I have learned that when I see other people behaving in ways that I don’t understand or saying things that I think are “off-putting,” before I go too far in my judgment of them, I think to myself, “there’s a story there.”
When we know the story, or even imagine what the story might be in someone’s life we tend to lean back with a metaphoric, “Oh, now I understand.” We see the person through the eyes of grace. Story leads to grace.
The single mom who goes to a restaurant with her three children in tow, in an attempt to pay her credit card is declined, has a story. The man sitting on a park bench alone, looking out into space in an almost trancelike state, has a story. The team member who comes in late has a story. The employee who when asked a simple question about her family suddenly has tears in her eyes and you know immediately that there’s a story there. The executive who is brash, harsh, or distant, has a story.
Most of these stories remain hidden and untold. The people who are closest to them know their story, but often the people who work with them, and certainly people who serve them at a retail store or restaurant don’t know their story.

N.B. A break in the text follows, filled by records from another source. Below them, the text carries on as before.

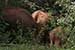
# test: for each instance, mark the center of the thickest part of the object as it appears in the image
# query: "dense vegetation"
(62, 13)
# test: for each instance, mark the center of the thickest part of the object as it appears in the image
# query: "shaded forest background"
(63, 10)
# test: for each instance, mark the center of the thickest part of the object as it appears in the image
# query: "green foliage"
(64, 16)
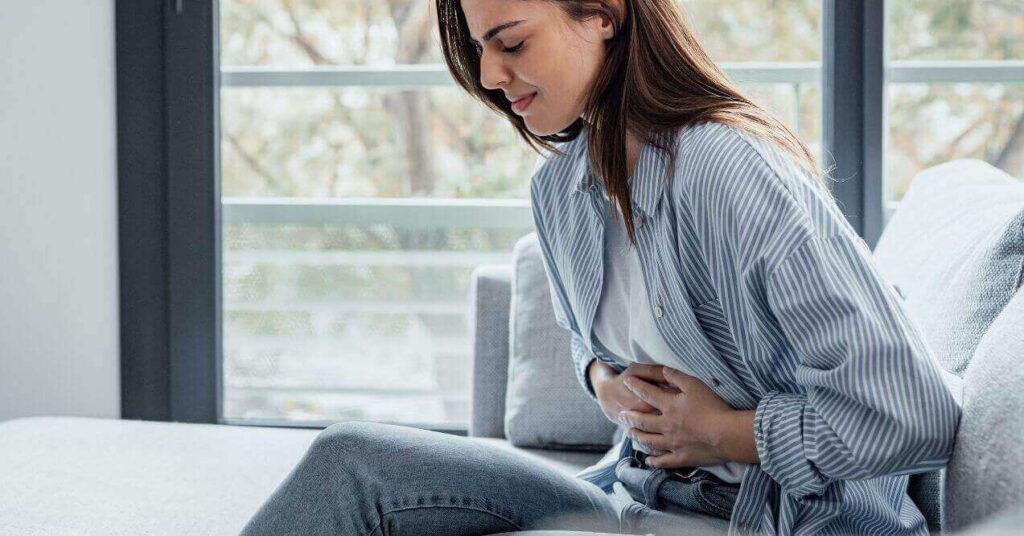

Henry David Thoreau’s most famous quote is: “The mass of men (gender-neutral) lead lives of quiet desperation.” People are walking around with stories, untold stories, yet are quietly holding them in. And yet, somehow, they want us to know and understand them.
From now on, serve the untold stories and the people who hold these stories close to their vest. Serve people as you would want to be served, knowing that they, just like you, have a story.
When we live and work with people and imagine their story it is then we become Servant Leaders.